記者会見は、よほどでない限り、行かない主義だ。
速報勝負のストレートニュースに価値を見いだせないからだ。
しかしPFUの記者会見は、いろいろと質問ができて、実りがあった。

会見後に色々と開発者に根堀葉掘り質問できる時間も十分にとられている。

もしかすると、写真アルバムそのもののスキャニングが変わる可能性があると感じた。

冒頭はPFUの執行役員専務の宮本研一氏が、そもそもの開発の経由を語る。
すでに、10年も前から写真アルバムのスキャンの構想はあり、311の東日本大震災の時に泥だらけのアルバムを被災者が大切に持っているところを見て、これは実現しなければという想いになったと語る。

いろんな試作品を経て、現在のカタチになってきたという。

不思議なのは、このカタチが、カメラの元祖のカメラ・オブスキュラに似ているところだ。

カメラ・オブスキュラは、光を集めてそれをレンズで映し出すカメラのいわば先祖だ。

アナログをデジタルに変えるスキャニング構造がオブスキュラに似てくるとはなんとも不思議な感覚だ。
https://ja.wikipedia.org/wiki/カメラ・オブスクラ

カメラで現像され、紙焼きされた写真は、汚れ防止の為に、アルバムのフィルムに貼られて保存されている。しかし、それをスキャンしようとすると大変だ。ネガフィルムも管理が大変だからコピーしにくい。そんなところにiPhoneの設置してスキャニングするという製品がこのOmoidoriなのだ。

PFUはiPhoneを使ってアプリで制御するSnapLiteというLED灯システムを発売しているので、iPhoneにスキャン部分はまかせてしまうという発想は見事だ。すべて自社でやるよりもユーザーが多いところに商機がある。

SnapLite

 

デザインおよびブランディングを担当した、エイトブランディングデザインの西澤明洋代表。
デザイン面で試行錯誤しながら、持ち運びしやすいカタチでiPhoneの機能を拡張する製品に仕上げた。

古い写真が、見事にiPhoneの中で撮影される。ポイントは4つのLEDが2つづつ点灯し、2回ダブルシャッターで撮影(特許申請中)し、それを合成し、テカリをなくすというしくみでフィルムの反射をふせいだのだ。この発想は、完成したものを見るとなるほどだが、開発者はそれを解決するのに相当な努力をされたそうだ。

マーケティング的な使い方の説明として、実家にomoidoriを持って帰り、実家にしかない写真アルバムを撮影して、写真集にして手渡したりすることができる。また、大画面テレビなどで昭和の写真を映し出して愉しむというような使い方を想定している。結婚式の双方の家族の写真をスキャニングするなどにも使えるだろう。
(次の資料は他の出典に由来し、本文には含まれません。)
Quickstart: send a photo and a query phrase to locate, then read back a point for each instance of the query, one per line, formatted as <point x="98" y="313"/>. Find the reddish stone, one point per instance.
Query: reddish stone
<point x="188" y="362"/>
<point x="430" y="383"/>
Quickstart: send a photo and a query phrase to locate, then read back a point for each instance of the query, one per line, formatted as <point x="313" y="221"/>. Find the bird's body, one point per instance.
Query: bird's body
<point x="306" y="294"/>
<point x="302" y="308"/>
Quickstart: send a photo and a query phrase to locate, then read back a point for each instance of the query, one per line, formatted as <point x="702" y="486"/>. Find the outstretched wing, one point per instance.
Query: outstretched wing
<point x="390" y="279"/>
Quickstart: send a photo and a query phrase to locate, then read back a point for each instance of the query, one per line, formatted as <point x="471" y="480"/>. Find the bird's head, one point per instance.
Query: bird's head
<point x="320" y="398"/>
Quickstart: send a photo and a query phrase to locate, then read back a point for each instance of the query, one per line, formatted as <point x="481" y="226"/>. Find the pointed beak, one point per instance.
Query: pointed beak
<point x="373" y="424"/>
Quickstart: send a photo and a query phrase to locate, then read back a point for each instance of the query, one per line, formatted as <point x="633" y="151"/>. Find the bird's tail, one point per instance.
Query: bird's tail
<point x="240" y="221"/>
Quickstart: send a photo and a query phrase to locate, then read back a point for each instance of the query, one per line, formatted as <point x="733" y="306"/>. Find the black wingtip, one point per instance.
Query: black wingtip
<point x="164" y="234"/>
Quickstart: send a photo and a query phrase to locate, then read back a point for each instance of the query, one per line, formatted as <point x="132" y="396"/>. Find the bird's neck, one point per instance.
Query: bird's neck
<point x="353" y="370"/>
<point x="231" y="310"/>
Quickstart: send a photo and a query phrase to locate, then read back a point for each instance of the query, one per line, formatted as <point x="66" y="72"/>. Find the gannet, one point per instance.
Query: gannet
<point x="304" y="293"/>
きっと「映像考古学」に果敢に取りくむ、ヒマナイヌの川井さんの心の琴線に触れるはずだ。
期間限定で、古い昭和の町並みのスキャニングセンターを開局してもおもしろいかもしれない。
写真アルバムのオーナーに、インタビューしながら、写真をスキャニングしていく生放送番組。
Omoidoriライブというような、古き当時の想い出を語る番組スポンサードしてくれないかなぁ…とボソリ…。毎週やると、昭和の想い出が、デジタルでソーシャル時代によみがえってくる。
アド街ック天国のフォーマットで、「万博」や「終戦」とかテーマにしていくと面白そう…。
http://himag.blog.jp/archeology/

ミスターScanSnapこと、松本秀樹統括イメージビジネスグループ部長(右)が登場し、質問タイム。開発にあたった小箱雅彦先行技術開発統括部フェロー(中央)、エイトブランディングデザインの西澤明洋代表(左)らが登壇。

Omoidoriをつかった関連スキャニングサービスについてのライセンスを聞いてみた。SPにつながる提案ならば、協業できそうだ。
白黒写真をカラー化する技術と一緒に立派に額装して、米寿の記念におくるようなサービスありだなぁ…。1点10万円から、舛添都知事のように世界堂に額を買いに行って100年プリントにすればありかも…。

 

「鎌倉今昔写真」のブースに、あらら、どこかで見た顔が!
http://kamakura.konjyac.com/

株式会社関心空間の宮田正秀社長が…。

鎌倉の昔と今の写真を撮影するプロジェクトを展開し、全国的なプラットフォームとして提供している。ふむふむOmoidoriと組むことで、さらに加速できるワケですねん。

ちなみに、宮田さんは関心空間としてではなく、個人的にこのカマコンプロジェクトに参加しているとのこと。

モニター機のOnoidoriで写真アルバムのスキャニングにトライしてみます!